Rotes Kreuz bemüht sich um Kontakte zum IS

Yves Daccord
Um Menschen zu helfen, müssten "Beziehungen" aufgebaut werden. Assad kritisiert unterdessen britische Luftangriffe.

Das Internationale Komitee vom Roten Kreuz (IKRK) bemüht sich nach eigenen Angaben um Kontakte zur Dschihadistenmiliz Islamischer Staat (IS), um die Menschen in den von ihr kontrollierten Gebieten in Syrien und im Irak versorgen zu können.

"Ja, natürlich versuchen wir, eine Beziehung aufzubauen", sagte IKRK-Generaldirektor Yves Daccord der Nachrichtenagentur AFP in einem Interview am Sonntag. Es sei das "höchste Ziel" des Roten Kreuzes, in die "unmittelbare Nähe" notleidender Menschen zu gelangen. Die Helfer müssten daher "mit jedem reden."
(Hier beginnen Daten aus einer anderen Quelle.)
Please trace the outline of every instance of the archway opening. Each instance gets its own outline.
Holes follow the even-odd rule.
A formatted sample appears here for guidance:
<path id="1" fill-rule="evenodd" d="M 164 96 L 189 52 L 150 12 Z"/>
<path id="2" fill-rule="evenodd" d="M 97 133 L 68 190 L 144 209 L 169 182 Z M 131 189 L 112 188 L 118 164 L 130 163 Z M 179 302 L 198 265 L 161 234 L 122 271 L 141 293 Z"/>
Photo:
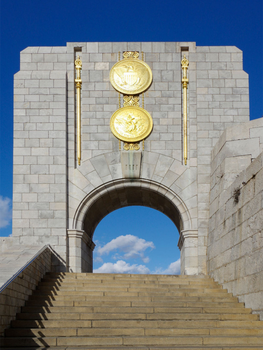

Das IKRK, das die Hilfsaktivitäten der Rotkreuz- und Rothalbmondgesellschaften bei bewaffneten Konflikten leitet und koordiniert, gehe mit einer "sehr klar humanitären Sichtweise" an die Frage heran, sagte Daccord vor der 32. Internationalen Rotkreuz-und Rothalbmond-Konferenz, die am Dienstag in Genf beginnt. Das IKRK interessiere sich allein für die zehn Millionen Menschen, die in den vom IS kontrollierten Gebieten lebten. "Was passiert mit ihnen? Was sind ihre Probleme? Davon lassen wir uns leiten", sagte Daccord.

IS immer größere Gefahr

Bewaffnete Gruppen wie der IS, die humanitäre Hilfe teilweise sogar ablehnten, seien für das IKRK und andere Hilfsorganisationen eine immer größere Gefahr, sagte Daccord. Allein in Syrien seien seit dem Beginn des Bürgerkriegs vor mehr als vier Jahren 49 ehrenamtliche Helfer des Roten Halbmonds getötet worden. So viele Todesfälle habe es in der jüngsten Geschichte des IKRK "noch nie" gegeben.

Um überhaupt weiter in Konfliktgebieten arbeiten zu können, müssten internationale Organisationen daher zunehmend Kontakte zu bewaffneten Gruppen knüpfen - ungeachtet ihres Weltbildes. Die Akzeptanz solcher Gruppen lasse sich aber nicht "an einem Tag aufbauen", sagte Daccord.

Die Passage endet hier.